Continuing to refer to FIG. 1 inverting buffer circuit 40 in response to the unbalanced pulsed electrical signal at junction A inverts the signal as shown in FIG. 2 whereby the pulsed voltage signal appearing at junction B is high for at least 90% of the period t of the signal and low for at most 10% of the period t. Furthermore, inverting buffer circuit 40 prevents capacitor 22 of circuit means 20 from interacting and thereby having an effect upon circuit means 60 for exponentially decaying the pulsed voltage signal appearing at junction B. Circuit means 40 also includes two inverting logic gates which as illustrated are NAND gates 42 and 46 each having inputs 43, 44 and 47, 48 respectively and an output 45 and 49 respectively. Inputs 43, 44 and 47, 48 of NAND gates 42 and 46 respectively are all commonly electrically coupled to the output (junction A) of pulsating circuit means 20 and the respective outputs 45 and 49 of gates 42 and 46 are commonly electrically coupled together at junction B representing the output of circuit means 40. Accordingly, the pulsed electrical signal appearing at junction A and modified by circuit means 40 as shown in FIG. 2 at junction B serves as the necessary drive signal for audible signalling circuit 80 to produce an audible signal. It should again be noted that without further modification of the pulsed electrical signal appearing at junction B a pulsed audible signal would be produced by audible signalling circuit 80 which would be on or audible for at least 90% of the period t of the pulsed electrical signal (junction B) and would be off or silent for at most 10% of the period t of the pulsed electrical signal.
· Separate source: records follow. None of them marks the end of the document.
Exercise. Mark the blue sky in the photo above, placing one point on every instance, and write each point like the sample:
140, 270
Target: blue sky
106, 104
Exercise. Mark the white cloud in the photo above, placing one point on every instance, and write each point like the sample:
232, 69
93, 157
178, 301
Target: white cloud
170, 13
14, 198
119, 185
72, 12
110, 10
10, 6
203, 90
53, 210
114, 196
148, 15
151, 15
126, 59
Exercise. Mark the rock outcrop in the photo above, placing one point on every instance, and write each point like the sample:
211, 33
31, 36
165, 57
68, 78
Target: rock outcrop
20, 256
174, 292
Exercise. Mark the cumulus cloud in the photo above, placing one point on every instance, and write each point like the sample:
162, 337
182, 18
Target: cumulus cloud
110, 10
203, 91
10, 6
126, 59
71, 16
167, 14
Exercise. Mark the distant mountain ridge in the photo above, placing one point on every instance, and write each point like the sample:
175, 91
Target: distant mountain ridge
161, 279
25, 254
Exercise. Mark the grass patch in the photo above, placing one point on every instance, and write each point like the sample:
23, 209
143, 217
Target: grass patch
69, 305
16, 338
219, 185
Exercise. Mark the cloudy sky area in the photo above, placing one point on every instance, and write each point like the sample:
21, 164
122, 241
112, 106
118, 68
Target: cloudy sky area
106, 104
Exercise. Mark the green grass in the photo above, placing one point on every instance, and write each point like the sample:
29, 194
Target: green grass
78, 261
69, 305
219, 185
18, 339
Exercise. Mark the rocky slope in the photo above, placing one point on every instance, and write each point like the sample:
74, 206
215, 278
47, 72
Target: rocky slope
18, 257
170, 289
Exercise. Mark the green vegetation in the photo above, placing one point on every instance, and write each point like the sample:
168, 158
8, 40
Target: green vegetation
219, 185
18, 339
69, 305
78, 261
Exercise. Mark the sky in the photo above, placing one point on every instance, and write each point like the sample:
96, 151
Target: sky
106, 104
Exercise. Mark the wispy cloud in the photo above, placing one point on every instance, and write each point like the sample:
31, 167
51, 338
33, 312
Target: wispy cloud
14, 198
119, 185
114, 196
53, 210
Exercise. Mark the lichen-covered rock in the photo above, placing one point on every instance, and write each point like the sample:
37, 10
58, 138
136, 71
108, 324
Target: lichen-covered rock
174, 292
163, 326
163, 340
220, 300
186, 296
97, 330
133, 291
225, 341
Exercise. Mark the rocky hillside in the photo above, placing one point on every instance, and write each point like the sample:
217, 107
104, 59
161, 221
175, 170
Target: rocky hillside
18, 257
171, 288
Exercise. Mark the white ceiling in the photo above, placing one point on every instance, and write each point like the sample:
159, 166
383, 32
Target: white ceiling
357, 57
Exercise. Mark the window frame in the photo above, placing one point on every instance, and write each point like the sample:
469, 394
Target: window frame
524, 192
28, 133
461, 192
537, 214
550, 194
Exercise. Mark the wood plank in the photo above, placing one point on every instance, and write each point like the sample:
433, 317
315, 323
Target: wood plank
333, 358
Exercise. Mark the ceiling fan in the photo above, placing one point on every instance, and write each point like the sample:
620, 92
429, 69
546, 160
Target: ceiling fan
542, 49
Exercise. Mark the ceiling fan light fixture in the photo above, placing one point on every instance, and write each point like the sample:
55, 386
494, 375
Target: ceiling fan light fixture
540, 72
Circuit means 60 for exponentially decaying the pulsed electrical signal appearing at junction B includes a capacitor 62 electrically interposed between circuit means 50 (junction B) and the audible signalling circuit 80 and a diode 64 having its cathode electrically coupled to capacitor 62 and its anode electrically coupled to ground potential 70 whereby diode 64 is in parallel to audible signalling circuit 80. When the pulsed electrical signal (i.e. voltage) at junction B is high (90% of period t) capacitor 62 charges through audible signalling circuit 80. Initially, (when the pulsed electrical signal at junction B is initially high) the magnitude of the voltage at junction C (See FIG. 2) is the same as the voltage of junction B. The sound level of the audible signal provided by audible signalling circuit 80 is related to the magnitude of the voltage at junction C and is at a maximum when the voltages at junctions B and C are equal and high. As time elapses, the charging of capacitor 62 results in an exponential increase in voltage across the capacitor 62. Simultaneously the voltage at junction C decreases exponentially as shown in FIG. 2 thereby causing the sound level of the audible signal provided by audible signalling circuit 80 to correspondingly decrease exponentially. When the pulsed electrical signal at junction B goes low (10% of period t) capacitor 62 is rapidly discharged through inverting buffer circuit 40 and diode 64. Diode 64 also serves to prevent the audible signalling circuit 80 from producing a new pulsed audible output signal during the discharge of capacitor 62. Understandably, component values for the resistors 24 and 26 and capacitor 22 of pulsating circuit means 20 and capacitor 62 of circuit means 60 should be chosen to give a repetition rate of pulses and a decay time whereby a new peak audible signal occurs at substantially the same moment that the exponential decay of the previous audible signal is completed. FIG. 2 shows the pulsed exponentially decaying signal which appears at junction C and which is further representative of the pulsed exponentially decaying audible signal produced by audible signalling circuit 80 in response thereto.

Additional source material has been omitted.